1.1 Probability review

The following probability review starts with the very conceptualization of “randomness” through the random experiment, introduces the set theory needed for probability functions, and introduces the three increasingly general definitions of probability.

1.1.1 Random experiment

Definition 1.1 (Random experiment) A random experiment $\xi$ is an experiment with the following properties:

its outcome is impossible to predict;
if the experiment is repeated under the same conditions, the outcome may be different;
the set of possible outcomes is known in advance.

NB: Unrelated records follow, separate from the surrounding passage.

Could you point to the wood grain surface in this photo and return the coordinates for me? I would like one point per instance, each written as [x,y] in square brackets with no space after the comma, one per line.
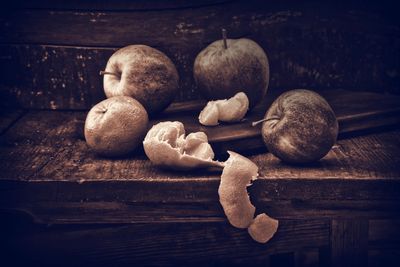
[53,55]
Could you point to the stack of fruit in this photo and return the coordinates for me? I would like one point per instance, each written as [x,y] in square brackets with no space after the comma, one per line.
[140,81]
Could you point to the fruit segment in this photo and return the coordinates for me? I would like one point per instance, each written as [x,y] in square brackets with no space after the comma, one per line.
[237,175]
[228,110]
[166,145]
[263,228]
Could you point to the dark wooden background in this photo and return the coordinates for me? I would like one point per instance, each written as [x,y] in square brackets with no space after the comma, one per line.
[51,51]
[62,205]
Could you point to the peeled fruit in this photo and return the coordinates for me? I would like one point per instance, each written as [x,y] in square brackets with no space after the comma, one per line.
[115,126]
[300,127]
[227,110]
[228,66]
[263,228]
[143,73]
[237,175]
[167,146]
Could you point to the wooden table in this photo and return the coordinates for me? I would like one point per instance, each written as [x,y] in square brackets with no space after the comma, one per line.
[61,204]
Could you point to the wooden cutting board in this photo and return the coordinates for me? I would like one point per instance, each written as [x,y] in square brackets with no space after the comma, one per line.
[356,111]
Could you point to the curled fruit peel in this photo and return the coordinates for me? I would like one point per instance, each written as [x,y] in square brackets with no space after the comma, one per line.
[237,175]
[166,145]
[227,110]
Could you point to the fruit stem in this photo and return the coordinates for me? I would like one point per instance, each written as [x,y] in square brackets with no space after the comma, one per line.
[260,121]
[224,38]
[102,72]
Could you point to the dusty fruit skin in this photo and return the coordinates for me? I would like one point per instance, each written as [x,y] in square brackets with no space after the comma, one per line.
[143,73]
[222,72]
[116,126]
[300,127]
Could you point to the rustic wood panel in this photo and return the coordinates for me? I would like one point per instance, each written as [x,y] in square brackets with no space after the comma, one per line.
[309,45]
[137,5]
[174,244]
[349,243]
[51,141]
[8,118]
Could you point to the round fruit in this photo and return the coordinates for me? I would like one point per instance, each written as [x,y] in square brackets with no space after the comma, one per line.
[229,66]
[300,127]
[143,73]
[116,126]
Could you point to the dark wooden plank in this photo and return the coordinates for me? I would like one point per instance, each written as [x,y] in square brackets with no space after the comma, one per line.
[384,235]
[347,47]
[9,116]
[349,243]
[194,201]
[387,258]
[99,5]
[161,244]
[56,151]
[196,25]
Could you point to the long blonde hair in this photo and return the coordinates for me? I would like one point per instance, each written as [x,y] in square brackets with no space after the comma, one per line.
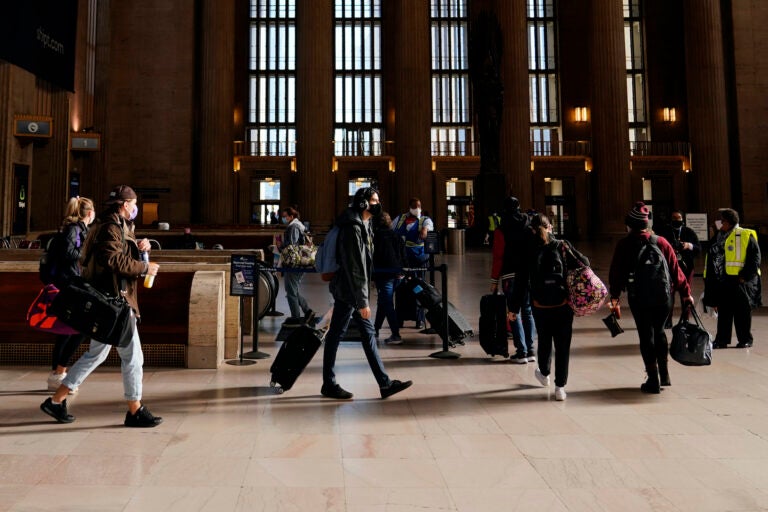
[78,208]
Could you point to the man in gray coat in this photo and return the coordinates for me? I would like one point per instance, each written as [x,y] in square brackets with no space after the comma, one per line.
[349,287]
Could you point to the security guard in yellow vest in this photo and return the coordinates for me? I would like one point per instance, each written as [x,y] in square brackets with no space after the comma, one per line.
[732,279]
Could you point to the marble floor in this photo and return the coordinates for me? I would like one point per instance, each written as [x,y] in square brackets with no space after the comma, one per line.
[473,434]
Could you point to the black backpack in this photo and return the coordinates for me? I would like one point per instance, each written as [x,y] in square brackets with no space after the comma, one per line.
[548,285]
[650,283]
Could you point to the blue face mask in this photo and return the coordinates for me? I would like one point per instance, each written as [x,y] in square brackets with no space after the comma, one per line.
[134,212]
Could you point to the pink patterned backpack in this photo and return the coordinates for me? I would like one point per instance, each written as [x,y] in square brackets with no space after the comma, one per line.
[586,292]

The following concepts are associated with a random experiment:

The set of possible outcomes of $\xi$ is termed as the sample space and is denoted as $\Omega.$
The individual outcomes of $\xi$ are called sample outcomes, realizations, or elements, and are denoted by $\omega\in\Omega.$
An event $A$ is a subset of $\Omega.$ Once the experiment has been performed, it is said that $A$ “happened” if the individual outcome of $\xi,$ $w,$ belongs to $A.$

Example 1.1 The following are random experiments:

$\xi=$ “Tossing a coin”. The sample space is $\Omega=\{\mathrm{H},\mathrm{T}\}$ (Heads, Tails). Some events are: $\emptyset,$ $\{\mathrm{H}\},$ $\{\mathrm{T}\},$ $\Omega.$
$\xi=$ “Measuring the number of car accidents within an hour in Spain”. The sample space is $\Omega=\mathbb{N}\cup\{0\}.$
$\xi=$ “Measuring the weight (in kgs) of a pedestrian between $20$ and $40$ years old”. The sample space is $\Omega=[m,\infty),$ where $m$ is a certain minimum weight.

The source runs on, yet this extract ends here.